Show HN: Brooce, a language-agnostic job queue written in Go - Meekro
https://github.com/SergeyTsalkov/brooce
======
Meekro
Hey Hackers! Brooce is a language-agnostic job queue I made in Go. I built it
because I like to work on personal projects in a variety of languages, and I
want to be able to use the same job queue regardless of what language I'm
writing in. I like a lot about Resque, but it has the same flaw as many
others: you're all-but-forced to write jobs in its preferred language, Ruby.

Therefore, I built a job queue system where the jobs themselves are just shell
commands. It's really simple to get started: you just grab the brooce binary
and run it on any Linux system. You then use redis to LPUSH some shell
commands to a queue, and then brooce will run them in sequence.

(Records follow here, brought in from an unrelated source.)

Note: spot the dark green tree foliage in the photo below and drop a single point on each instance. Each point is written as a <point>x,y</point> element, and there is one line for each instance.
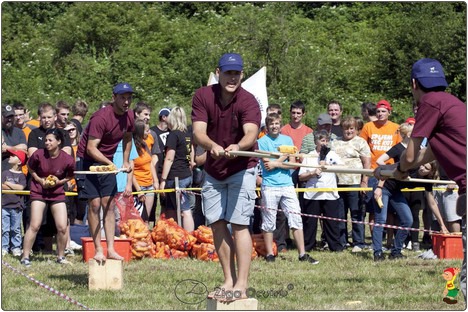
<point>314,51</point>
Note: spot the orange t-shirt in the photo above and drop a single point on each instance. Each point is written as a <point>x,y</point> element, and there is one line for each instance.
<point>34,122</point>
<point>26,130</point>
<point>142,165</point>
<point>380,139</point>
<point>296,134</point>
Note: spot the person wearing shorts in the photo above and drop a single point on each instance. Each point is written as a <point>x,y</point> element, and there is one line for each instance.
<point>50,169</point>
<point>441,118</point>
<point>99,141</point>
<point>278,188</point>
<point>226,118</point>
<point>176,164</point>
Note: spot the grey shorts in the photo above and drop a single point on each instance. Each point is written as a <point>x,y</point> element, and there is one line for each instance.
<point>447,202</point>
<point>232,199</point>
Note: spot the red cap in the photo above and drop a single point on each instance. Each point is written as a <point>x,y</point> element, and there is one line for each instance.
<point>451,270</point>
<point>411,120</point>
<point>20,154</point>
<point>384,104</point>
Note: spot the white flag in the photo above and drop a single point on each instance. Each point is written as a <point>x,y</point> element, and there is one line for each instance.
<point>256,85</point>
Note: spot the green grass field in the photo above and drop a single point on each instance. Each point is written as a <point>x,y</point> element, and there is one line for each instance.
<point>342,281</point>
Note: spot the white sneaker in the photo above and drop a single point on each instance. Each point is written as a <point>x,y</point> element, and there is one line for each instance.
<point>356,249</point>
<point>74,245</point>
<point>16,252</point>
<point>409,246</point>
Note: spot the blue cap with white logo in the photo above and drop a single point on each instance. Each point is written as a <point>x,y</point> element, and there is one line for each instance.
<point>122,88</point>
<point>429,73</point>
<point>231,61</point>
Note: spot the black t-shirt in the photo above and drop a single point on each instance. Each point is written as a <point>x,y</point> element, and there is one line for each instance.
<point>37,136</point>
<point>180,142</point>
<point>161,138</point>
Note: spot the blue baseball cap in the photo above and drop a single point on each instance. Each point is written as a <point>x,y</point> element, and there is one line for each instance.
<point>231,61</point>
<point>164,111</point>
<point>429,73</point>
<point>122,88</point>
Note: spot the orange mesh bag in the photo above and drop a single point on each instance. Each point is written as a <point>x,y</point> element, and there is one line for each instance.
<point>126,208</point>
<point>177,237</point>
<point>159,231</point>
<point>161,251</point>
<point>178,254</point>
<point>204,252</point>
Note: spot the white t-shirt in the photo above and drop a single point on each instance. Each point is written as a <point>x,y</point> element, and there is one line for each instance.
<point>326,180</point>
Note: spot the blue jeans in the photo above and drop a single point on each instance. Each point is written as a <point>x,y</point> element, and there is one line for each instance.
<point>398,202</point>
<point>11,228</point>
<point>351,201</point>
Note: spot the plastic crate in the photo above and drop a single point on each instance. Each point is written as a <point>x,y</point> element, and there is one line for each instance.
<point>122,247</point>
<point>447,246</point>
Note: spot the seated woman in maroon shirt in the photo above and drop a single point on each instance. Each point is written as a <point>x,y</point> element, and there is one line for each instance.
<point>50,164</point>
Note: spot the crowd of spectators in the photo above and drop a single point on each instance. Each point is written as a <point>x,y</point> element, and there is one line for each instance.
<point>166,151</point>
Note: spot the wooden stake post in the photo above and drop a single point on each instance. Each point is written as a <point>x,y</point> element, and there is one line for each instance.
<point>108,275</point>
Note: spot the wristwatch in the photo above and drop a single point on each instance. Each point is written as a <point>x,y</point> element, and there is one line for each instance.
<point>399,169</point>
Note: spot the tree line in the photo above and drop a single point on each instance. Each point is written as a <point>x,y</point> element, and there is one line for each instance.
<point>315,52</point>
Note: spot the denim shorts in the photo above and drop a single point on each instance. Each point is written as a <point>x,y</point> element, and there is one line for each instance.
<point>96,185</point>
<point>185,201</point>
<point>232,199</point>
<point>147,188</point>
<point>286,196</point>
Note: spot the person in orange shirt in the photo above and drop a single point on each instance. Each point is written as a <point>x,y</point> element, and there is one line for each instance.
<point>381,134</point>
<point>144,171</point>
<point>297,131</point>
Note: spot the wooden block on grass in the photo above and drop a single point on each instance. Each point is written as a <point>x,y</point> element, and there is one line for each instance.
<point>240,305</point>
<point>109,275</point>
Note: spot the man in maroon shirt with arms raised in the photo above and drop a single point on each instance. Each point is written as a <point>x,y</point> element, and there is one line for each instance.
<point>227,118</point>
<point>106,128</point>
<point>442,120</point>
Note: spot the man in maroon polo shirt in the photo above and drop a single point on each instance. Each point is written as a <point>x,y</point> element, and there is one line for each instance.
<point>99,141</point>
<point>227,118</point>
<point>442,120</point>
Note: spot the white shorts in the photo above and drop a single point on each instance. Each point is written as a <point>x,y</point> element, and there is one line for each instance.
<point>447,202</point>
<point>286,197</point>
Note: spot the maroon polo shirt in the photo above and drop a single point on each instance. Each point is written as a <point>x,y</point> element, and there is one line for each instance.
<point>224,126</point>
<point>441,118</point>
<point>109,127</point>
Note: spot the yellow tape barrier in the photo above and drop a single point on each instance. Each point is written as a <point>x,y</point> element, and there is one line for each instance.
<point>325,189</point>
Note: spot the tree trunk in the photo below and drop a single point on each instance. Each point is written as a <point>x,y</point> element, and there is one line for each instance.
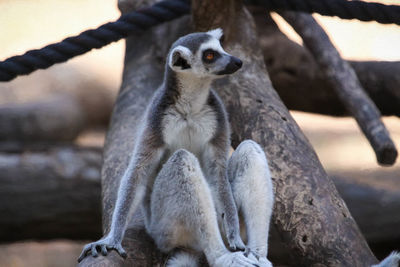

That's really all you need to know to use it, but there are some advanced
features under the hood. There's a resque-inspired web interface, multi-
threaded job execution, locking, and automatically scheduled cron-like jobs.
All features are baked into a single binary that runs on any Linux platform,
and can be deployed on an unlimited number of servers. If they can all access
the same redis database, they'll all coordinate amongst themselves to work on
jobs.

I've been personally relying on brooce with great results! If you try it out,
I would welcome your feedback!

Check out the github page for the documentation:
[https://github.com/SergeyTsalkov/brooce](https://github.com/SergeyTsalkov/brooce)

------
purans
Nice! Lately I have started doing Go and was wondering about it. I am going to
try it.